B12 is a really interesting example of how misguided lab ranges, and the reliance on them, can be. In Australia and the UK, the “normal” range for B12 starts at 200 whereas in Japan – which has some of the lowest rates of Alzheimers in the developed world-  it begins at 500. This means that if you have a B12 level of 240, which can be found to correlate to dangerous symptoms indicating irreversible nerve damage, you will not be investigated for pernicious anemia (a common cause of B12 deficiency) and started on treatment if you live in a country where the range starts at 200. If you lived in Japan, however, you would likely be placed on an aggressive B12 treatment plan of regular injections. Where things get complicated for B12 testing, and the best example of how useless some blood tests can be for a doctor to order, is that if you have taken any B12 whatsoever in the past year, either as a shot, or in a multivitamin, the test will skew the result and show massively inflated levels of B12. What this means for people who need to be especially on the ball with their B12 status – vegetarians, vegans, those with family history of B12 deficiency, poor diet or digestive issues – need to use some more advanced testing options to assess their status and take action from there. Chris Kresser, of The Healthy Skeptic blog, has a great article covering all of this B12 information.

Where to from here?

Since I’m on a high-fat-consumption bender at the moment  (more on that later), I’m really tempted to try sheep’s brains as long as Mum cooks them to an old favourite recipe of Grandma’s that she guarantees me is delicious. Brains in mammals are known to have a high fat content which sounds pretty good to me! I will probably pass on the tripe (stomach lining) though, that might be taking things too far!

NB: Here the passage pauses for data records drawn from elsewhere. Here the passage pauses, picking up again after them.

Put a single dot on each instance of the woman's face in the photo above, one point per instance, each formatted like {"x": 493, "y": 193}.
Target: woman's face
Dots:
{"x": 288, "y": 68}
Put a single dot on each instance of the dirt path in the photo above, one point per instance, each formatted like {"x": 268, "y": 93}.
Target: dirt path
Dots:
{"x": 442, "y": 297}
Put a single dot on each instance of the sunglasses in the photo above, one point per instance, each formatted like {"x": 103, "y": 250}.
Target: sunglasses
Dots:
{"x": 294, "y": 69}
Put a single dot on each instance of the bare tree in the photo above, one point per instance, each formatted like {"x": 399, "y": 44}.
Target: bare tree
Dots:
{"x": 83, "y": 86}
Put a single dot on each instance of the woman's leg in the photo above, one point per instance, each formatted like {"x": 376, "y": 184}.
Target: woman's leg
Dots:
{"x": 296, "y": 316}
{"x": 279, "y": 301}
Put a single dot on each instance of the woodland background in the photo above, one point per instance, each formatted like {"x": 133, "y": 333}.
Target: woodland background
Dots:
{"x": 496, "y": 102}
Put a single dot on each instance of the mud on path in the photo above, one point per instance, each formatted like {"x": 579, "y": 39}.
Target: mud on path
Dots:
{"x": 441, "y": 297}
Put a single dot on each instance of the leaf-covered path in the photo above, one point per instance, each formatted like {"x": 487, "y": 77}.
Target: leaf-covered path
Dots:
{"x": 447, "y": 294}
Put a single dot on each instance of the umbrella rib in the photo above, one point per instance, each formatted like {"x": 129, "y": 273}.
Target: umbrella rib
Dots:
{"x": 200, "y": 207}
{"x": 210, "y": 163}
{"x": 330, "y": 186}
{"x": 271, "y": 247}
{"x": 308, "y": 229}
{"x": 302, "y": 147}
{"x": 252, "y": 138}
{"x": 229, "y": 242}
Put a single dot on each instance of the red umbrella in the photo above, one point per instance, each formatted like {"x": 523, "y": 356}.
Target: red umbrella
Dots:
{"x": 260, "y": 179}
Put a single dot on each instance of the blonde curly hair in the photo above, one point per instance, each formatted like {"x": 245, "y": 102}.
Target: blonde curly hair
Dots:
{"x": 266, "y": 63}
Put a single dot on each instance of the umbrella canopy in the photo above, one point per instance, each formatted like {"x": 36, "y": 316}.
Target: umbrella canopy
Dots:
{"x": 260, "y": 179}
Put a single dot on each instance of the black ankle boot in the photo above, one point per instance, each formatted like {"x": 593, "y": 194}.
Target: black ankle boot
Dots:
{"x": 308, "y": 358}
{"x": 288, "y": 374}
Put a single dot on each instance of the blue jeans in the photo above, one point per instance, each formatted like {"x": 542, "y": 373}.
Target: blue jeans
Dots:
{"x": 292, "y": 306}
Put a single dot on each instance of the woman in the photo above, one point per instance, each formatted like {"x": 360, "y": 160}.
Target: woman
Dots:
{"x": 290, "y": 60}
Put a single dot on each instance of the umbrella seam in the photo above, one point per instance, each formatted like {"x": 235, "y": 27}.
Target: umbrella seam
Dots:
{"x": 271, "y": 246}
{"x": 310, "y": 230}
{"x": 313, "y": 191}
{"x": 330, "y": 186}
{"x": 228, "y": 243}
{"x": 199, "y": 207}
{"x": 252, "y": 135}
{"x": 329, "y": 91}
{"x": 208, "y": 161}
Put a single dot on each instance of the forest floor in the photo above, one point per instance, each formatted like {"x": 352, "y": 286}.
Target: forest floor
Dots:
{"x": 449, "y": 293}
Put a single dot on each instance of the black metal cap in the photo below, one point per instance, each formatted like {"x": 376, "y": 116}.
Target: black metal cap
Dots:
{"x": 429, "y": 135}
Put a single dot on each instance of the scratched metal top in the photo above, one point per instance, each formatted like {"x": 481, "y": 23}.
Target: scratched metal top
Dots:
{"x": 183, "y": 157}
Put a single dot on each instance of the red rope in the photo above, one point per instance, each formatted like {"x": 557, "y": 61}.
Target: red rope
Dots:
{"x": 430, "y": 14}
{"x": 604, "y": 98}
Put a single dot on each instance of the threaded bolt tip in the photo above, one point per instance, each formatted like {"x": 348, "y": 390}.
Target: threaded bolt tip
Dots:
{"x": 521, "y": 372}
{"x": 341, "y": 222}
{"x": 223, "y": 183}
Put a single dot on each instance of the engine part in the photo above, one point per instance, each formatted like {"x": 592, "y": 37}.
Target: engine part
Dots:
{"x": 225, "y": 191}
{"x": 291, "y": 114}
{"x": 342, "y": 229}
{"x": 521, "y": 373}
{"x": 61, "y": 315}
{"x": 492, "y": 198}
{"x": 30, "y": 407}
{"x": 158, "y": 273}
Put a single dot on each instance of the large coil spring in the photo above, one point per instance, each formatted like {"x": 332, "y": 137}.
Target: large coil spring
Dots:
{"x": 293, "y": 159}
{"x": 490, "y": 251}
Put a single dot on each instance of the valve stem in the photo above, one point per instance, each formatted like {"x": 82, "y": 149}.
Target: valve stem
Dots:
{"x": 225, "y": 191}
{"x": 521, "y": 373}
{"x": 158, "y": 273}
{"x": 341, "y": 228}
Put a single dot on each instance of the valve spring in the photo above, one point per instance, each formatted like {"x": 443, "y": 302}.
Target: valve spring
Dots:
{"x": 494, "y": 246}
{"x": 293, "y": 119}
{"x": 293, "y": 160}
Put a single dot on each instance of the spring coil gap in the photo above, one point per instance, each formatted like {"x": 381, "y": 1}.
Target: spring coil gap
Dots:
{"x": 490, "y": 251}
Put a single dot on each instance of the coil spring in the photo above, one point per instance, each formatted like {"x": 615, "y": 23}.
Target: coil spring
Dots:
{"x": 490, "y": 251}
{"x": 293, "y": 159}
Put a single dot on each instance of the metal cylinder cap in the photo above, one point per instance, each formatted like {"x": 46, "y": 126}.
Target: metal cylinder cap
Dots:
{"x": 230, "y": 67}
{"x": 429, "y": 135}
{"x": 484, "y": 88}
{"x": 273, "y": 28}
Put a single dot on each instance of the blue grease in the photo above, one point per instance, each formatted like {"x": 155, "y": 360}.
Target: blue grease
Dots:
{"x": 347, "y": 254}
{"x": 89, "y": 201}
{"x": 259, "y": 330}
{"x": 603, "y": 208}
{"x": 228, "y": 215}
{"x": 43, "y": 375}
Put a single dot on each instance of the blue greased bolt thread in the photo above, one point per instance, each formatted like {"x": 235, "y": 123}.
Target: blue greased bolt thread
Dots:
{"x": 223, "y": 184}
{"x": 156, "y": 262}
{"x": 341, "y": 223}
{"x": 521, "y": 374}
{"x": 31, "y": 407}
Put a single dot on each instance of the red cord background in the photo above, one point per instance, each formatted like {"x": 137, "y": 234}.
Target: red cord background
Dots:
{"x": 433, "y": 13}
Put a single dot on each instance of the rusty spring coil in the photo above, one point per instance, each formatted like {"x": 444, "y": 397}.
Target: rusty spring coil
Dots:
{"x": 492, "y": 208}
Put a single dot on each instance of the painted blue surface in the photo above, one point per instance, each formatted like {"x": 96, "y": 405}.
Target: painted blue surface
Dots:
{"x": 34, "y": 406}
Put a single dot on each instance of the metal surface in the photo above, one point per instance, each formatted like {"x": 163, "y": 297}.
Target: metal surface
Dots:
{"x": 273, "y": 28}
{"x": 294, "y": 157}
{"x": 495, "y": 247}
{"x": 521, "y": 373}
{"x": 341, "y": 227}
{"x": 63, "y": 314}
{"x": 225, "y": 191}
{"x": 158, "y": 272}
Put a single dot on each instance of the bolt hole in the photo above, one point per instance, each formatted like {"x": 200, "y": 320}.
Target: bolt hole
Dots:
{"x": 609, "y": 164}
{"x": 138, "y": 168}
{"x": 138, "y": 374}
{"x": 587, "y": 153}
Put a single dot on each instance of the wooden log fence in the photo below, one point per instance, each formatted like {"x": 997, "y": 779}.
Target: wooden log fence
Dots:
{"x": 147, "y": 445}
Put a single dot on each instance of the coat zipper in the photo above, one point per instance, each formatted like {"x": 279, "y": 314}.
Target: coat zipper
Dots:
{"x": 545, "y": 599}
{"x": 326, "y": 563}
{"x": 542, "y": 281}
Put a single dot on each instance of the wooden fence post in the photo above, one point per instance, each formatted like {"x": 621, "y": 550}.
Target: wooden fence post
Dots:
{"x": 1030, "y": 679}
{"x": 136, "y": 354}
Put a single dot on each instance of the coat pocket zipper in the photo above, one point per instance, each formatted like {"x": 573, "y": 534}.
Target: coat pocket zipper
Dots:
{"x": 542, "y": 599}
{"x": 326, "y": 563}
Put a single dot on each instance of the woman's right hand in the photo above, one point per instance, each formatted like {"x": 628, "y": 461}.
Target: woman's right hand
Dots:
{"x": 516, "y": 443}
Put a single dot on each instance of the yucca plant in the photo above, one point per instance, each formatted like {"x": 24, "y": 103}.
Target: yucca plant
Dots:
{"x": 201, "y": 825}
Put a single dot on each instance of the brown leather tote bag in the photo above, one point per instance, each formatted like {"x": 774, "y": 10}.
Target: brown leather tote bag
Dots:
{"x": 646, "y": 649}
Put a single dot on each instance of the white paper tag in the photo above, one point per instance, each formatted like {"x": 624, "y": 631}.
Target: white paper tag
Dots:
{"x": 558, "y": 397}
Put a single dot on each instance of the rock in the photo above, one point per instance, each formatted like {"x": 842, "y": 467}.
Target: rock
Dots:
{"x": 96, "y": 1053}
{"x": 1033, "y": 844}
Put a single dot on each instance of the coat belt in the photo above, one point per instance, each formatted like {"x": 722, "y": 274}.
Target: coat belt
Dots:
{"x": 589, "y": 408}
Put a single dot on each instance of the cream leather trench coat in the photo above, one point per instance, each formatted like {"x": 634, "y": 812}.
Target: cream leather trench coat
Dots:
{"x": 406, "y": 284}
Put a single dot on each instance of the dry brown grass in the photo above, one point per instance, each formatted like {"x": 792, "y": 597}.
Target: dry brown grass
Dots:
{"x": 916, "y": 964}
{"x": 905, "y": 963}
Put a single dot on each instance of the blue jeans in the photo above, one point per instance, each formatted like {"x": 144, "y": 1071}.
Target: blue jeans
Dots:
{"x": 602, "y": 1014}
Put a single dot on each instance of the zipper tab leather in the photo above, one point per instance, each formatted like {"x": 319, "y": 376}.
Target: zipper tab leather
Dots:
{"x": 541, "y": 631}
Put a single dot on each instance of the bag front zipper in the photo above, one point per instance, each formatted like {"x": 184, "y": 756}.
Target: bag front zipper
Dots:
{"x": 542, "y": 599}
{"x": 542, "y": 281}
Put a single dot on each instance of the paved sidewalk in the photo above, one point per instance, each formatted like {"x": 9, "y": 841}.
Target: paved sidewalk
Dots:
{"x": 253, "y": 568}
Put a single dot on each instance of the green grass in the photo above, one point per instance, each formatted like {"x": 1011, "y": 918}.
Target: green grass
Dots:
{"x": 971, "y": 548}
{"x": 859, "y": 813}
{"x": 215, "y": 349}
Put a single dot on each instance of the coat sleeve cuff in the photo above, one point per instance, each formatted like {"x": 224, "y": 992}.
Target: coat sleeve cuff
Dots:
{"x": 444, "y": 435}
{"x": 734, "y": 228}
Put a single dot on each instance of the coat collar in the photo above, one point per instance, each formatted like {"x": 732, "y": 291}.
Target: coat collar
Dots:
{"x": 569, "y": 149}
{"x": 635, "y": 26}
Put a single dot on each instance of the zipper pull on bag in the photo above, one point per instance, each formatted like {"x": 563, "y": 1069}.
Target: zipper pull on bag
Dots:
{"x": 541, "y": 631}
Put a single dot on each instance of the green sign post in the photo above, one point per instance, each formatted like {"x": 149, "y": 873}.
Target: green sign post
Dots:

One thing I will always steer well clear of is foie gras, which is made in the most disgusting manner possible involving the force feeding of ducks to make their livers fattier, and therefore more tasty to the supposedly ‘refined’ tastebuds of senseless food elitists the world over. It’s good to know that some suppliers are now making humanely-produced foie gras, but of course some purist gastronomes don’t believe it is as tasty as the traditional foie gras. We can only live in hope.

Lamb’s Fry recipe

Here is a really tasty recipe for cooking lamb’s fry (liver) – calf liver can be substituted if lamb is not available.


1/2 kilo lamb’s fry, sliced in 2 1/2cm slices
1-2 brown onions, sliced in to wedges
1/2 red capscisum (red pepper) chopped into 1cm wide slices x 3cm high slices
1-2 tbsp oil
beef stock or stock from bone marrow (this is really tasty but needs to be prepped in advance)
2-3 tsp arrowroot powder (a Paleo-friendly thickener)
pinch of salt


Soak liver for a short time (5-10 mins) in warm salted water and pat dry. Heat 1tbsp oil in a pan, add onions and cook until the onions are golden. Then add capsicum to saute.  Remove from the pan and set aside.

Add the remainder of oil to the pan and add the sliced liver. Brown on both sides, return the onions and capsicum to the pan. Add the pinch of salt.

Add enough stock to cover and simmer until the liver is tender.

To finish, thicken with arrowroot powder and garnish with herbs.